# [Wet Thumb Forum]-Using "No salt" as potassium supplement



## DUCK EEL (Apr 7, 2003)

Hey guys,

Ive been using Seachem potassium but I thought Id save some money by using "no salt" as potassium supplement as Ive read somewhere that you can use this as potassium supplement.

But the problem I have here is that I cant remember where I read it and I dont know how much to dose or to create the mixture.

Can someone help me out please.

Also when I go out to buy "no salt" which one should I be looking out for? eg are there some out there that contains certain substance that i should avoid? 

Thanks


----------



## DUCK EEL (Apr 7, 2003)

Hey guys,

Ive been using Seachem potassium but I thought Id save some money by using "no salt" as potassium supplement as Ive read somewhere that you can use this as potassium supplement.

But the problem I have here is that I cant remember where I read it and I dont know how much to dose or to create the mixture.

Can someone help me out please.

Also when I go out to buy "no salt" which one should I be looking out for? eg are there some out there that contains certain substance that i should avoid? 

Thanks


----------



## imported_Creature (Feb 6, 2003)

If it comes in the form of potassium chloride, you might want to rethink the no salt. How would you determine your needs?


----------



## Roger Miller (Jun 19, 2004)

Read the ingredients. You want the product that is closest to 100% potassium chloride. There will probably be additives for moisture control and flavor adjustment but they should not be more than a few % of the total.

You may also be able to find relatively pure potassium chloride sold for recharging water softeners. Potassium chloride can also be had as a fertilizer, but the agricultural grade product is not very pure.

Once you have the product, you can dose it as potassium chloride using Chuck Gadd's dosing calculator.


Roger Miller


----------



## DUCK EEL (Apr 7, 2003)

Ah thanks

but what sort of store would sell potasssium chloride as water softener? hardware or gardening? or am i lost


----------



## Roger Miller (Jun 19, 2004)

Check at hardware stores. Here it is sold by Home Depot. They sell it in bags that may be larger than you have in mind.


Roger Miller


----------



## DUCK EEL (Apr 7, 2003)

Thanks for your help, I will check out the hardware store on my next visit


----------



## NoDeltaH2O (May 13, 2005)

A "NoSalt" product I have found containes 19% Potassium and the ingredient list is:
potassium chloride
potassium bitartrate
adipic acid
fumaric acid
silicon dioxide
mineral oil

311 gram bottle for US$4 at 19% K seems feasible to me, but what about the acids, silicon and mineral oil? Bad for fish, shrimp, and/or plants?


----------



## Roger Miller (Jun 19, 2004)

You can get sodium-free salt substitutes (Morton's NoSalt, for instance) that are nearly pure potassium chloride. Potassium chloride is a little over 50% potassium. A product that contains only 19% potassium contains a lot of other ingredients.
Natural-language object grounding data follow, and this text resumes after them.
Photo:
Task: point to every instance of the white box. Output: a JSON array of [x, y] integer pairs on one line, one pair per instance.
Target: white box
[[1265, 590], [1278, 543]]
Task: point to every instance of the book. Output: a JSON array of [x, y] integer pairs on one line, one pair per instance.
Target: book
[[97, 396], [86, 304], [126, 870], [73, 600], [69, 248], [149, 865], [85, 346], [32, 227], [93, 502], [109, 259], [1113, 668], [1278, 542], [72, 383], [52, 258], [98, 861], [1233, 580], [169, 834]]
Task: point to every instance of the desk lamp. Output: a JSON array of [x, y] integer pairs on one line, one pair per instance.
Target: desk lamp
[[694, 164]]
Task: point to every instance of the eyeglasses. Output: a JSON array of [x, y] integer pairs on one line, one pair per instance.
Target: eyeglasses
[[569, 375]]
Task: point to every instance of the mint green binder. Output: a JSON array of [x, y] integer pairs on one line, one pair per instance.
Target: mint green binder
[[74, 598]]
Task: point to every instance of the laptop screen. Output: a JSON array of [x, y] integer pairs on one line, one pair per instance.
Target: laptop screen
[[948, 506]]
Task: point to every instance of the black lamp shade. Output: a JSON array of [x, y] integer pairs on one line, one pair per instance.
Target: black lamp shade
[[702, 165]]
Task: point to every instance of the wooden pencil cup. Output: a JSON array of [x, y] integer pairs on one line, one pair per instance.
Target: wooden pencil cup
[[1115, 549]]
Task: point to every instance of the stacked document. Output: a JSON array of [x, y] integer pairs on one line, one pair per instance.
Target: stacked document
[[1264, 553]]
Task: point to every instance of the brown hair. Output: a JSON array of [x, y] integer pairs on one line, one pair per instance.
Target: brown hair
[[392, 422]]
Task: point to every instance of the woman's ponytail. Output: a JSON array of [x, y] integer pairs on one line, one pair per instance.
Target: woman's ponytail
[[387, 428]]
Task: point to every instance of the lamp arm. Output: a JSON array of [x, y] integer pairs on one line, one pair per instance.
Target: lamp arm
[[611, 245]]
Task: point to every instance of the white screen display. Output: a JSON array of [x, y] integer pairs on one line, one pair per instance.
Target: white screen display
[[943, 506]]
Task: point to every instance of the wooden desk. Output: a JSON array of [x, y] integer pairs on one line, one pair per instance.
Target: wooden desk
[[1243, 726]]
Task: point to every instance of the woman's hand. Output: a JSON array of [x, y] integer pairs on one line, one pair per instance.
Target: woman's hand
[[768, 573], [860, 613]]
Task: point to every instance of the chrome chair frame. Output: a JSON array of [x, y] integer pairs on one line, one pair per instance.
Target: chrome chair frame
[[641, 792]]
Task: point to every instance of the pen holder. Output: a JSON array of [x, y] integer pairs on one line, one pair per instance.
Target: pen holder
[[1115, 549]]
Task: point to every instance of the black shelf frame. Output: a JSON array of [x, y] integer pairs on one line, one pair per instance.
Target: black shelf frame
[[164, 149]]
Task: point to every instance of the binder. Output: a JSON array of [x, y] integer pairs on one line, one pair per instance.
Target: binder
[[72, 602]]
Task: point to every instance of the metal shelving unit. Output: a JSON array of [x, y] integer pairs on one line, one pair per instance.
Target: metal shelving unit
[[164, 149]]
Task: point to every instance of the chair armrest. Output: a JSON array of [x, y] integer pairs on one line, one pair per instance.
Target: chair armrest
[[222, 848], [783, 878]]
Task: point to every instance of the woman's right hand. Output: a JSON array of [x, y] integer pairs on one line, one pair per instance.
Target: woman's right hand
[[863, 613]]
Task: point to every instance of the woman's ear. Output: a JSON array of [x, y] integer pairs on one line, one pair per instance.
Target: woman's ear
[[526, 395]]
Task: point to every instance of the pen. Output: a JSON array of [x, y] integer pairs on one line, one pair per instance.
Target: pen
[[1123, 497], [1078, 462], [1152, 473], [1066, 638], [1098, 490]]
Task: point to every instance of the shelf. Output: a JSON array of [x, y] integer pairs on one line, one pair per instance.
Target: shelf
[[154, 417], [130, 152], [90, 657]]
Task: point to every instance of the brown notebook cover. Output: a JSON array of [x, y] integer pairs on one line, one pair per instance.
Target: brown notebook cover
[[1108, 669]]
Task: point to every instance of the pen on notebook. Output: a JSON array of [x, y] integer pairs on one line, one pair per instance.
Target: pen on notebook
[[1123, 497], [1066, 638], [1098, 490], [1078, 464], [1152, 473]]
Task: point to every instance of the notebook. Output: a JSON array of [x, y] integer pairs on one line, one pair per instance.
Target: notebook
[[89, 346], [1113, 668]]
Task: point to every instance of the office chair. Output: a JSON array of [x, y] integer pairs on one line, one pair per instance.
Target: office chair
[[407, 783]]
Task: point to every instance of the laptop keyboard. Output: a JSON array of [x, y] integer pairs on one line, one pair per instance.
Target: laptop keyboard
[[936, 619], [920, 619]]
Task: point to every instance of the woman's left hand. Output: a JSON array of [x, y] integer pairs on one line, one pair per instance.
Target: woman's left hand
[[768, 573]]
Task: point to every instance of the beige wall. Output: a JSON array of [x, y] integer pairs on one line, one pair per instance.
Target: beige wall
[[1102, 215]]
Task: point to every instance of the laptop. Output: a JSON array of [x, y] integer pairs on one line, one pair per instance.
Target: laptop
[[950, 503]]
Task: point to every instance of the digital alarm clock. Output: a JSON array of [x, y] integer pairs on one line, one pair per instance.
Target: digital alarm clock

I think the acids are used to adjust the flavor of the product. Silicon dioxide is used to control moisture. I think the mineral oil is for texture and flow. I'm not sure about the potassium bitartrate.

Anyway, I wouldn't use that product.


Roger Miller


----------



## Roger Miller (Jun 19, 2004)

DrDrake,

I was thinking about your 19% NoSalt. That percentage seemed very low, so I checked the label on mine. The product gives 610 mg of potassium in a 1.2 gram serving. That's 50.8% potassium. However, the percentage listed on the container is 17%. That percentage is not the percentage of potassium in the salt, it's the percentage of the potassium Daily Value provided by the serving.

You might check the label again to be sure about what you are reading.


Roger Miller


----------



## DUCK EEL (Apr 7, 2003)

I ended up using seachem potassium again, we only have on brand of no salt here and it contains ammonium and some stuff ive never heard off lol

cheers anyway guys


----------



## superjohnny (Jul 31, 2004)

> quote:Originally posted by Roger Miller:
> DrDrake,
> 
> I was thinking about your 19% NoSalt. That percentage seemed very low, so I checked the label on mine. The product gives 610 mg of potassium in a 1.2 gram serving. That's 50.8% potassium. However, the percentage listed on the container is 17%. That percentage is not the percentage of potassium in the salt, it's the percentage of the potassium Daily Value provided by the serving.
> ...


Roger do you stand by your earlier statement that you wouldn't use the NoSalt? I have this same product and was thinking of using it as a potassium additive, but I'll take another route if you think it's a bad idea.

I appreciate your advice, thanks.


----------



## Roger Miller (Jun 19, 2004)

Superjohnny, that depends on the answer to my question. If the product is 19% potassium then I would not us it. If it is 5O%+ potassium then I would use it. The minor ingredients may cause some temporary cloudiness, but nothing worse than that.


Roger Miller


----------



## NoDeltaH2O (May 13, 2005)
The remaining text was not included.